For years both the test industry and the APA have ignored requests from minority 
psychologists (The Association of Black Psychologists-ABPsi) to address the problem of cultural 
bias in standardized tests (Dent & Williams, 1972). The industry does not publicize the fact that 
bias favoring females was eliminated from the original IQ test (Loewen, 1993) and that until 1972 
females averaged higher scores on the SAT (Loewen, 1993; Rosser, 1989), so much so that it had 
to be revised. If revisions can be made to remove and/or reverse gender bias in psychological 
testing, it is logical to assume that the more sophisticated statistical techniques currently available 
could enable the industry to eliminate cultural bias against minorities or the bias favoring the 
dominant cultural group in existing tests. 

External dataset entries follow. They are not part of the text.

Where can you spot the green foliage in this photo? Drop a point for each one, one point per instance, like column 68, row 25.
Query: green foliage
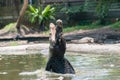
column 10, row 28
column 40, row 15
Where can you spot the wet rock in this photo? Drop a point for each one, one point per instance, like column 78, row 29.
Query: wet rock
column 84, row 40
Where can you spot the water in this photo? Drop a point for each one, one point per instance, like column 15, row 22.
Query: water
column 87, row 67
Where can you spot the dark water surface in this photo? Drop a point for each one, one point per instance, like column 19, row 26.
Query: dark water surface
column 87, row 67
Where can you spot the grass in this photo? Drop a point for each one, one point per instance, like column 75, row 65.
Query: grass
column 115, row 25
column 78, row 27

The basis of arguments proclaiming or disclaiming the presence of cultural bias in 
standardized testing hinges on the difference in definitions employed by each of the adversary 
groups in this dispute to describe bias. Minority psychologists (ABPsi) and others who advocate 
that bias exists describe cultural bias in terms of the inherent bias in the content of test items, the 
bias which enters through the standardization process, and the validation procedures in test 
construction (Dent, 1976; Jones, 1987). In contrast, the testing industry and the APA describe 
bias in terms of bias which is determined through statistical manipulation of test scores. The 
profession acknowledges that administration and interpretation of tests represent possible sources 
of bias, but refer to this merely as the misuse of tests. 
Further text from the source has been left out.